The hedge funds are public enemy number one at the moment, along with the International Monetary Fund or "the West" in general.

To corroborate this world view, the government is happy to calculate statistics in highly questionable ways or falsify them. Inflation and poverty rates are, for example, always significantly below independent analysts' figures.

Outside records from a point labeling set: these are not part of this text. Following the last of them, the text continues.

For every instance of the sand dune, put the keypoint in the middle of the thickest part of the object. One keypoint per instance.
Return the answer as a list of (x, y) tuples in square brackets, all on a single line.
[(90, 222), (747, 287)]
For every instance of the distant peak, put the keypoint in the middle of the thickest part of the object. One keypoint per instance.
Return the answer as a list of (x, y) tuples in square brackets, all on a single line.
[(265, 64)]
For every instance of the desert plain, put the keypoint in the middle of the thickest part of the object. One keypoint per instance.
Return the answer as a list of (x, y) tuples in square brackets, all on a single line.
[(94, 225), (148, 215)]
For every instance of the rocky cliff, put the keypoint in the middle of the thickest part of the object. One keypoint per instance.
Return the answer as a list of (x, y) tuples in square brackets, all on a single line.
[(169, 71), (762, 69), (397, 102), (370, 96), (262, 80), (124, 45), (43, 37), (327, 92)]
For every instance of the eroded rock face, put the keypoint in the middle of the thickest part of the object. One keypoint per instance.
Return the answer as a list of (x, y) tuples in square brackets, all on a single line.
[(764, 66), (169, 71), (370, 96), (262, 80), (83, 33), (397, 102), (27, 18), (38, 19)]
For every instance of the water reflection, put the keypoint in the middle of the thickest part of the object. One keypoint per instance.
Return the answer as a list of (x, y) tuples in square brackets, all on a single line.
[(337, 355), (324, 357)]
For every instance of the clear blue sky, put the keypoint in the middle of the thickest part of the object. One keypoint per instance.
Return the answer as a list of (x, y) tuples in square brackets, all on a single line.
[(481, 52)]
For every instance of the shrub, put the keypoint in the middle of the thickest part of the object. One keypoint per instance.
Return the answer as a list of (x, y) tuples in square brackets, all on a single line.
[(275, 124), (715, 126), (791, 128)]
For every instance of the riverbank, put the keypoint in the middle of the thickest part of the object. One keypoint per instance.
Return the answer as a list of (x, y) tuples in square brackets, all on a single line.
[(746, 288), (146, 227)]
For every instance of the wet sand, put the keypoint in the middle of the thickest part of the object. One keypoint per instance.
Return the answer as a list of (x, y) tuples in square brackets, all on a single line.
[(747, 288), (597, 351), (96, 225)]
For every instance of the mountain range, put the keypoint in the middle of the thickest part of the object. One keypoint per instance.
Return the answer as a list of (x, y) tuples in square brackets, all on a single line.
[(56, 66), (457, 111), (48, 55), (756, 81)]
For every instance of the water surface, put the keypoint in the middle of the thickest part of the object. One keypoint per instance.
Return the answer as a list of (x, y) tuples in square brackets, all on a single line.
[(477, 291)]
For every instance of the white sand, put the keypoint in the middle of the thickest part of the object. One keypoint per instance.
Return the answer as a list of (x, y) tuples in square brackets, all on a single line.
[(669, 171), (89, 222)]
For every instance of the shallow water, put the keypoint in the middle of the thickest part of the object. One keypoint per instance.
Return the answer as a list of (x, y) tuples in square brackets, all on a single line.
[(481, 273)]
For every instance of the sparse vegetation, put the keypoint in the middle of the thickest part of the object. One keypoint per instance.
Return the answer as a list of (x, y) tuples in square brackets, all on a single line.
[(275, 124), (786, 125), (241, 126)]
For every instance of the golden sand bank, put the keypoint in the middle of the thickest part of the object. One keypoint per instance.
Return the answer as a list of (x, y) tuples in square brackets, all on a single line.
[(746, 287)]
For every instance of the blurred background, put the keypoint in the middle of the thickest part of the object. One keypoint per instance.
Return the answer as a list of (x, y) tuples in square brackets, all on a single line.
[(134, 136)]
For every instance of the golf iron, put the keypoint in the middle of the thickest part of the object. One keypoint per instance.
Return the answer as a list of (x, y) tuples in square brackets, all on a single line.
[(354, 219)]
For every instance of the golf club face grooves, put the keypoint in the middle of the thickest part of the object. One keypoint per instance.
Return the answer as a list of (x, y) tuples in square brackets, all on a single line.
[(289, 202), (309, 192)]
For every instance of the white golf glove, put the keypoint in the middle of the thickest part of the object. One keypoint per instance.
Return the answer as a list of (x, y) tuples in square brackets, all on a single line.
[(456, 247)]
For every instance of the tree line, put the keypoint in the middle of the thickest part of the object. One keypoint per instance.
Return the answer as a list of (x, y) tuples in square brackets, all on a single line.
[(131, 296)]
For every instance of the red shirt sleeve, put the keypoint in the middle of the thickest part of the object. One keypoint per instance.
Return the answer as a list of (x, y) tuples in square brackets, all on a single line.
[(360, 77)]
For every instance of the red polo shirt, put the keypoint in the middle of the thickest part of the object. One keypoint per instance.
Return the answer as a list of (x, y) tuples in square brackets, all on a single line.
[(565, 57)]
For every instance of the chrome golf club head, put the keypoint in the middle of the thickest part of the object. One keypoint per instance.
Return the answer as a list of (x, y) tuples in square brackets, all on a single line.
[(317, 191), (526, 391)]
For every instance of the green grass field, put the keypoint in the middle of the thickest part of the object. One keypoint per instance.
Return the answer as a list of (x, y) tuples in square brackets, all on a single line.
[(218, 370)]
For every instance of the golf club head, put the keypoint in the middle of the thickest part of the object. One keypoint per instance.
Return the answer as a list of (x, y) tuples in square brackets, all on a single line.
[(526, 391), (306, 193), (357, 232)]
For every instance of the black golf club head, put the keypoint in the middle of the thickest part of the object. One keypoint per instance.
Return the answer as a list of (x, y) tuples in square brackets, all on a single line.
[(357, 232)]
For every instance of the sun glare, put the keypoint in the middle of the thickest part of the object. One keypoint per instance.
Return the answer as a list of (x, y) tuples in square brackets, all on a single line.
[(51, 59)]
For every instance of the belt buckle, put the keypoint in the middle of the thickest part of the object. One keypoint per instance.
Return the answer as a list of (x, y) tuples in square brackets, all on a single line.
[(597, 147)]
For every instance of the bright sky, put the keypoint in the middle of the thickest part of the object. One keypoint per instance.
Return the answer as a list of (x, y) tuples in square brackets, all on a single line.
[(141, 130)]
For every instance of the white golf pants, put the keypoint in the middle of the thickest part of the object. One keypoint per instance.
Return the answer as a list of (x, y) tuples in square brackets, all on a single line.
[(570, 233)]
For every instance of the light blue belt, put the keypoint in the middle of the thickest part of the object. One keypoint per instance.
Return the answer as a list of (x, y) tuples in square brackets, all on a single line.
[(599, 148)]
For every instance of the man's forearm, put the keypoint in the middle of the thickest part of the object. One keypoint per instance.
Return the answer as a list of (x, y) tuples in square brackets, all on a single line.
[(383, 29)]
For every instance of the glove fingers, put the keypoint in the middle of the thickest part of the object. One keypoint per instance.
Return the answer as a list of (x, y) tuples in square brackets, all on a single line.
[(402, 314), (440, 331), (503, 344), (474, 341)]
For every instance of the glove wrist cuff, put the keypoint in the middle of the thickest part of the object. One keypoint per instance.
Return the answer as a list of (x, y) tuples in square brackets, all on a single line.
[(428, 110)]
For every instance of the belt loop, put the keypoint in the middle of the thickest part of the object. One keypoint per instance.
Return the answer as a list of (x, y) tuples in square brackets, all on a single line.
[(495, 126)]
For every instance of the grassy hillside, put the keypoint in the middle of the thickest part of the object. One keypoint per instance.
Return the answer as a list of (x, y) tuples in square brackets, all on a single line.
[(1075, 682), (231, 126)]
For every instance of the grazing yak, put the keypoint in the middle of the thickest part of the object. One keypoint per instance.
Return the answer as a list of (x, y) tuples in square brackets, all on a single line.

The government blames the big supermarket chains and the farmers for ever higher prices, claiming that they are greedy and holding back their harvests. The government has launched campaigns such as "Precios Cuidados" ("Protected Prices") that freeze prices for certain products. Nevermind the fact that these products are often not in stock and the alternatives more expensive as a result.

Hardly trustworthy

Meanwhile, industrial production suffers, and hardly anyone has enough money to buy a car, which leads to job losses as there is not enough to do in the factories.

The unemployed get state support and are expected to vote for their benefactors. Investors are holding back, especially those from abroad. "The problem is that Argentina hasn't exactly been a trustworthy debtor, it hasn't behaved like someone you'd trust," Spotorno says.

But instead of building up that trust, Kirchner's government is busy singing its own praises. Kirchner likes to call the last 10 years that she and her late husband, Nestor, have been in power the "decada ganada" ("a decade gained").

And with the official poverty line standing at 1,780 pesos (180 euros), it means a family of four earning 4,800 pesos (480 euros) - like that of a cartonero - is considered middle class. Well, that's one way of looking at it.